There are different types of fishing hooks with different sizes and shapes. Each size has its own unique function and is used for specific fishing techniques.

The first thing to consider when choosing a fishing hook is the type of bait that will be used, as this determines the size of the hook that will be most appropriate for that bait. The second thing to consider is what you want to catch – big game fish, light tackle fish, or shrimp. This will determine which rig you use, which in turn will determine how heavy-duty your hook should be.




Questions we hear most often

What size is a 4/0 hook?

A size 4/0 is a large hook (unlike the size #4 hook). Its gap is ~18mm wide so it’ll fit for fish species with a relatively big mouth.


What size is a size 1 hook?

A size 1 is a bit of a trick question since there is no such hook size. Hooks size come with a # before the size number or a /0 after.

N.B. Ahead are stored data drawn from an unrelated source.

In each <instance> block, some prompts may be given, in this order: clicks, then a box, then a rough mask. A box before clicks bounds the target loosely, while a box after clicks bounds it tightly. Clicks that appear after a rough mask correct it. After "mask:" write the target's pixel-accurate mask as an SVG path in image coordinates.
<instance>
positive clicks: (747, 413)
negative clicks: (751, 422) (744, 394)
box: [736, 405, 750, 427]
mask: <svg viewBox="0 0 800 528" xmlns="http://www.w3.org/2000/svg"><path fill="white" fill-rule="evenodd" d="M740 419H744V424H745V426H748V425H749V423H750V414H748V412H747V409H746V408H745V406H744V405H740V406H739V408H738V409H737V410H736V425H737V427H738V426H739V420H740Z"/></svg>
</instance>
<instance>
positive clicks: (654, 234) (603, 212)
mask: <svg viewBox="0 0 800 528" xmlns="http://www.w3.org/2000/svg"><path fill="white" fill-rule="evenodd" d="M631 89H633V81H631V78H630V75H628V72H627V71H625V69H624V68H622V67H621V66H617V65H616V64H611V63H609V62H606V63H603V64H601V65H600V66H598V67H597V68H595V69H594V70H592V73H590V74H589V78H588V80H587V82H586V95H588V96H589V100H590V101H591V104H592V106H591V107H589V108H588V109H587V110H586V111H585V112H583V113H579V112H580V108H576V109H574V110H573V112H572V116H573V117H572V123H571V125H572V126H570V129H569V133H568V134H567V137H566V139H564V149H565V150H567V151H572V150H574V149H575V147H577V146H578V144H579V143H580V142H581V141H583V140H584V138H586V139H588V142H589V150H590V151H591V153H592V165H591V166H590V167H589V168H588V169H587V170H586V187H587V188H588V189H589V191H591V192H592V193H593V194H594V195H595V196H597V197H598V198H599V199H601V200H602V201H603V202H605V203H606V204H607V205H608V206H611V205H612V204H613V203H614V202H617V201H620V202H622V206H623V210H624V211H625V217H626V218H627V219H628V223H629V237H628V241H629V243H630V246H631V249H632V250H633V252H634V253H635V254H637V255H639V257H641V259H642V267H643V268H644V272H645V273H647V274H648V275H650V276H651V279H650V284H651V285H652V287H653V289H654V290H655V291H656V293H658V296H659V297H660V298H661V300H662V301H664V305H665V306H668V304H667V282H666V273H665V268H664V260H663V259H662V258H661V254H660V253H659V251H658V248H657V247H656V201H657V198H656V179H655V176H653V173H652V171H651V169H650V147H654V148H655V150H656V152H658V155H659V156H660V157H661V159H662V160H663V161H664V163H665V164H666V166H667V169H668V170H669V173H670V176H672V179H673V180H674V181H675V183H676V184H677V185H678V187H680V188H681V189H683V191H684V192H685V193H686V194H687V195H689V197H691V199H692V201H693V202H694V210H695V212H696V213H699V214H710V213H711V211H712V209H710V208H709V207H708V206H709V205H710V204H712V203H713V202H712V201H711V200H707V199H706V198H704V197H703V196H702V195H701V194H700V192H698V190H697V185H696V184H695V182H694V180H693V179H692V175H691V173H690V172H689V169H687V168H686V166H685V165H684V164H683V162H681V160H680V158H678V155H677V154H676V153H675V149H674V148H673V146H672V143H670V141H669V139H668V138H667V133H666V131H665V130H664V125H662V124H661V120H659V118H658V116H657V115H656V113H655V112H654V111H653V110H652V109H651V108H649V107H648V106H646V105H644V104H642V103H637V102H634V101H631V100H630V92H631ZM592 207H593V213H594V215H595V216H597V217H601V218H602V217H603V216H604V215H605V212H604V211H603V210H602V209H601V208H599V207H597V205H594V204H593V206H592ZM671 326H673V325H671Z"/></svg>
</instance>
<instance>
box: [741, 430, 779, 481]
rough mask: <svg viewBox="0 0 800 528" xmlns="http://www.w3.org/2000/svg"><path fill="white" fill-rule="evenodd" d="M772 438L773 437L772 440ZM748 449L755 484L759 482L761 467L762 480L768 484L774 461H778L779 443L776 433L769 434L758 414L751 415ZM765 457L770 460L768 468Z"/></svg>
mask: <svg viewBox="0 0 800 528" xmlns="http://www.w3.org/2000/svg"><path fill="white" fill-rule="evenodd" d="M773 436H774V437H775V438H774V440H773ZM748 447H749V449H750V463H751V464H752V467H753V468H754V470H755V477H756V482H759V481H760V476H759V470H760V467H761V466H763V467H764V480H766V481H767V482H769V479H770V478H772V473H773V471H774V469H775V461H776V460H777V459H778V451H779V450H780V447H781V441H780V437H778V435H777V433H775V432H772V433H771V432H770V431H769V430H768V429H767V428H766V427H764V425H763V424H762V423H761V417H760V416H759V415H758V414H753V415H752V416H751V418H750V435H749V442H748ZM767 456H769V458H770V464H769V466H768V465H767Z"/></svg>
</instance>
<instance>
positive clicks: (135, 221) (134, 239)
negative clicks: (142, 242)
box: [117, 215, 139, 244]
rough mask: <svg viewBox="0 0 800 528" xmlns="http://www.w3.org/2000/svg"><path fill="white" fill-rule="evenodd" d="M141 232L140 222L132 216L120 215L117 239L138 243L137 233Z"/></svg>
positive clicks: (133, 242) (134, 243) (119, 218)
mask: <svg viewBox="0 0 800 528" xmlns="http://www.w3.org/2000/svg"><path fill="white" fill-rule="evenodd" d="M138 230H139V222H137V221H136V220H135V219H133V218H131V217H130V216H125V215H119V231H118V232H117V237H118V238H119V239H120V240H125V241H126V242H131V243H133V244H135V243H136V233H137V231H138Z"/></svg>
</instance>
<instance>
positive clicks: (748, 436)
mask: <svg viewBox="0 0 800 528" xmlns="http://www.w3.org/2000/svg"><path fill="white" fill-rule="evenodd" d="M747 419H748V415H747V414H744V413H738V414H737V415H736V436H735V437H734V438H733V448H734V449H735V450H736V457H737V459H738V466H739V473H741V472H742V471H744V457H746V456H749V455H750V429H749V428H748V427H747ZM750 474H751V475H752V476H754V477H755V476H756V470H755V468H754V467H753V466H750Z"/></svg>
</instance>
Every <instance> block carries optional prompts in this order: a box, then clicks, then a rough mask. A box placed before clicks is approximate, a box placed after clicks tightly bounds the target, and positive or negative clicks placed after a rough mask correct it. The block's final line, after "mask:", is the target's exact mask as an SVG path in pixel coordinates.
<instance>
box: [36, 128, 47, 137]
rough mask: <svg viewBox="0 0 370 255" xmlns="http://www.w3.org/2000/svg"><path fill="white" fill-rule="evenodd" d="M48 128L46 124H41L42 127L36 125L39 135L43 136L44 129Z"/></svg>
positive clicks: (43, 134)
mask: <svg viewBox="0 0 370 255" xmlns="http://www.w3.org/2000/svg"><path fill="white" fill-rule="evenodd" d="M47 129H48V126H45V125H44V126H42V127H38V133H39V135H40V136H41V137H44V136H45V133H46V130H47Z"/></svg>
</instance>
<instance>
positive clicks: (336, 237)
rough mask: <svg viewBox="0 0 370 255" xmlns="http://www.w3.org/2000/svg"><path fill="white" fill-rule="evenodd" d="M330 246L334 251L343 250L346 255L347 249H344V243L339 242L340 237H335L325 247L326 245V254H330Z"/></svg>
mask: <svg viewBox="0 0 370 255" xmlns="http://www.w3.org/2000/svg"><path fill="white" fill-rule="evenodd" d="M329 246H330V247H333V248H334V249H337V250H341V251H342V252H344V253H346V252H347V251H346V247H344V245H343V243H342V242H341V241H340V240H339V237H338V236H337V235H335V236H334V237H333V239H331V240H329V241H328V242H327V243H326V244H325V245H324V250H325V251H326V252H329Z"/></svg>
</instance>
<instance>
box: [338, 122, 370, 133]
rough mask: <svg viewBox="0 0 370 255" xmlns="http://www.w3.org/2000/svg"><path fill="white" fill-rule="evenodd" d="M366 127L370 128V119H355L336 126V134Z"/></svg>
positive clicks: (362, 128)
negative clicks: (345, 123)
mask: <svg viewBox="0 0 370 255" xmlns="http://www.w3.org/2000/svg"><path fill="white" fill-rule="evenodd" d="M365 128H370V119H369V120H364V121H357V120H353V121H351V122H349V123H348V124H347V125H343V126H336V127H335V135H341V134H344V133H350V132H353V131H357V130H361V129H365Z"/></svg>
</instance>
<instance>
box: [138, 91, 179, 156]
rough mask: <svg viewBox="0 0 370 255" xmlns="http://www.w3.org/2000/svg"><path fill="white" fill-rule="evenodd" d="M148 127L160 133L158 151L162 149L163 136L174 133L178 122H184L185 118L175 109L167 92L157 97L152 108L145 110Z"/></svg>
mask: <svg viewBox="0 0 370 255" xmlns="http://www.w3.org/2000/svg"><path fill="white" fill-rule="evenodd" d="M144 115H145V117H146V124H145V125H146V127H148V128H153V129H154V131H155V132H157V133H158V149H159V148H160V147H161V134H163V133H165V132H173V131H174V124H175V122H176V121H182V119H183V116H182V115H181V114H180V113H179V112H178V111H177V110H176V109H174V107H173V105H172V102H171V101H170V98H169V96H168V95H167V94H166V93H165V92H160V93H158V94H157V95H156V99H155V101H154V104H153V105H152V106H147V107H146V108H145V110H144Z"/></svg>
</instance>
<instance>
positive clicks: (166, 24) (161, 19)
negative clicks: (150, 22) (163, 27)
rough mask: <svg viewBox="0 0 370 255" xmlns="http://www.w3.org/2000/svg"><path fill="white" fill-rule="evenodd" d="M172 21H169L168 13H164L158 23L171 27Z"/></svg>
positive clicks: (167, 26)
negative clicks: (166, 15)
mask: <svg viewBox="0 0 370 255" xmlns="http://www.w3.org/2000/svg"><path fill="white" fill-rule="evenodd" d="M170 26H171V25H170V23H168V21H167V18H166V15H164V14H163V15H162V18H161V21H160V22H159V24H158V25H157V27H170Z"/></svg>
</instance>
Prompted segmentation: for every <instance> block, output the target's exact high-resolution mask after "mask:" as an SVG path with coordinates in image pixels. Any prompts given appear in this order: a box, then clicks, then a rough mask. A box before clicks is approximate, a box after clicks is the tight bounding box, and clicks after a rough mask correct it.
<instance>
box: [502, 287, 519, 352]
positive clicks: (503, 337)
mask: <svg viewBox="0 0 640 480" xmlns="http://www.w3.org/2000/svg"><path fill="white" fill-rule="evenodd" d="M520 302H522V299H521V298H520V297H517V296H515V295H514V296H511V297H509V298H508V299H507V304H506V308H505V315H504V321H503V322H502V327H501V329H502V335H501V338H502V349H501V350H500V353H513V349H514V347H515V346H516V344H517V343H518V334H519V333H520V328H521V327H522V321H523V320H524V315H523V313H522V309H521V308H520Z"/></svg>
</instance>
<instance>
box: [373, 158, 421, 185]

So the right questain can be either “What size is #1 hook” or “What size is 1/0 hook”. The answer for the 1st one is about 10mm gap while the second will be around 12mm gap.


Which hook size is bigger 1 or 2?

Like the question above, we need to different between #1 – #2 hooks to 1/0 – 2/0. For the 1st pair the #1 hook is bigger then #2, while as for the 2nd pair it’s the opposite, 2/0 is bigger then 1/0.


How big is a size 8 fishing hook?

If you’re asking this you probably referring to #8 hook which has about 6mm gap.


What do fish hook sizes mean?

Because of the different types of hooks and the parts they made of (ex. shank), the best way to refer to hook size is by measuring its gap (the circle part of the hook or the part that connect the shank and the point.


Effective Hook Size Chart in Millimeter

A fishing hook size chart is a table that correlates the size of the hook to the type of fish and bait being used.

The effectiveness of a fishing hook is dependent upon numerous factors, such as the quality and sharpness of the point, curvature and thickness of the wire, and rigidity and baiting capacity.

The most important factor to consider when choosing a hook is matching it with an appropriate size bait. A small fish will need a small hook; a large fish will need a larger hook.

Table of Contents

Circle hook
What are circle hooks used for

Circle hooks are designed to be used with circle, round or oval shaped baits. The circle hook will rotate in the fish’s mouth until it is securely hooked.

barbless circle hook
What is a Circle Hook for Fishing?

A “Circle Hook” has a shape of a circle and may be used as a bait for fishing for larger predators such as bass and walleye

Some fishermen prefer them because they release from the mouth more easily than ordinary J-hooks that are shaped like Js or have two points at their ends.

Circle Hook Size Chart
What size circle hooks for surf fishing?

Since man first learned how to take fish from the water, the circle hook has been around. From the bone beginnings of anglers in the Pacific Northwest to modern, high tensile models available for the inshore angler, the circle hook has certainly had a serious effect on the hook and saltwater fishing market.
There are some as far south as Key West, Fla., using circle hooks for everything from bridling for big offshore to bottom fishing on the flats for the occasional shark.